This year for me has been particularly bad, and not just from a political standpoint (though that has been awful too). I lost three friends in the space of a year and my husband died on January 5. That, I think, constitutes calling 2025 a rotten year, and saying that next year can’t possibly be worse. Basically, goodbye 2025, and don’t let the door hit you in the ass as you leave.
Grief is a peculiar thing. It’s heavy, wearying and draining. I find myself, now as the holidays are here, on the cusp of crying every time I turn around. Everything in my house reminds me that my husband is gone, makes me feel stretched and aching, and as Bilbo Baggins famously said, “like butter spread too thin on bread.” I’m constantly tired, and not from not sleeping either (though that’s difficult as well).

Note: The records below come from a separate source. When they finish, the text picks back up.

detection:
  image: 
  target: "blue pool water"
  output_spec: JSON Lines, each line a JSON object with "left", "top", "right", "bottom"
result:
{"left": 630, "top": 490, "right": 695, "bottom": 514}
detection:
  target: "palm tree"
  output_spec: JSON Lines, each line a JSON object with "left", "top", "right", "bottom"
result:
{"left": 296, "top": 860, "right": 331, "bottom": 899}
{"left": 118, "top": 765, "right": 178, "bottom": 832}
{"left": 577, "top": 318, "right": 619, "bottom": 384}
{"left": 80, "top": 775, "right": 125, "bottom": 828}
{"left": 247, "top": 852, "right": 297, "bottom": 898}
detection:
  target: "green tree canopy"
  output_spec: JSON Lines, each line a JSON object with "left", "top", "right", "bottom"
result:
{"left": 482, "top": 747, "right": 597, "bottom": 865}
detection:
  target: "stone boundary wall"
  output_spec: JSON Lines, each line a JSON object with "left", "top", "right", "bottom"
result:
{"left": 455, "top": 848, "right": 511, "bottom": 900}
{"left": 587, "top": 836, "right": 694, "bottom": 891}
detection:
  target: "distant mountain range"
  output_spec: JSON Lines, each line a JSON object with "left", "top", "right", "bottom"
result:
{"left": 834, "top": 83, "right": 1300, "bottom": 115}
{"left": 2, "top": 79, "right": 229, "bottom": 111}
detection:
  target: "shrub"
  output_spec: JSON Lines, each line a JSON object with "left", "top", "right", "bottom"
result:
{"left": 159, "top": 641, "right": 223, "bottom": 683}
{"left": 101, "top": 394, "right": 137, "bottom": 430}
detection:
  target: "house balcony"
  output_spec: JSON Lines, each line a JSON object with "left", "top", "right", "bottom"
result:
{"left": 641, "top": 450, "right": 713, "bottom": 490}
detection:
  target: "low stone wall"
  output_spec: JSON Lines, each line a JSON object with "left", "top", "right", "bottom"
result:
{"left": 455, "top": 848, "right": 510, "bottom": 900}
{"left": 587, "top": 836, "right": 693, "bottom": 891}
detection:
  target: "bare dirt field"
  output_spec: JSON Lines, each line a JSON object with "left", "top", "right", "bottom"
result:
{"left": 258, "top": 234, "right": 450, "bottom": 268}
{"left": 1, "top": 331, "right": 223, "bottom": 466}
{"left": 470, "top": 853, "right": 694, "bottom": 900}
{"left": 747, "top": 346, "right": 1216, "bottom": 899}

I let things go, don’t clean as well as I’d like, and generally feel all the time as if I’m wading through a bog of cold molasses.
Then, of course, there’s the political landscape, which only adds to my general malaise. This country is going to hell in a handbasket, and no matter how much we protest and fight, it’s still going to take years to repair what Rump and his thugs have managed to destroy in the space of a year. I’m lucky, I live in a deeply blue state in a deeply blue area which means a lot. But we aren’t immune to idiocy, nobody is. Though I hold out hope that many of the MAGAts have learned (too late) that their god-emperor has no clothes.
As a Buddhist, I’m constantly reminded to let it go, not to hold on too tightly to anything because such things only drag you down. And they do, but grief is insidious and resists the idea of letting go. It actively fights you and claws its way back to your consciousness only to jump up and down screaming, “look at me! Feel me!” It digs a hole in your heart, a gaping wound that only it fills.
In my bereavement group, the leader told us at the beginning, “don’t look to be fixed, here. You are not broken.” But oh, I feel broken. My sister-in-law says we carry a piece of the soul of the ones we love, forever, as they carry a piece of ours. That may be, but it’s insufficient.
I just want my husband back.

4 responses to “On Grief and a Rotten Year”
[hugs] <3
Thanks for thinking about me.
Grief come and goes like waves in the sea. It changes over time, that being stuck in glue feeling will eventually fade.
Yeah, that tracks. Sometimes it’s a ripple, others a tsunami.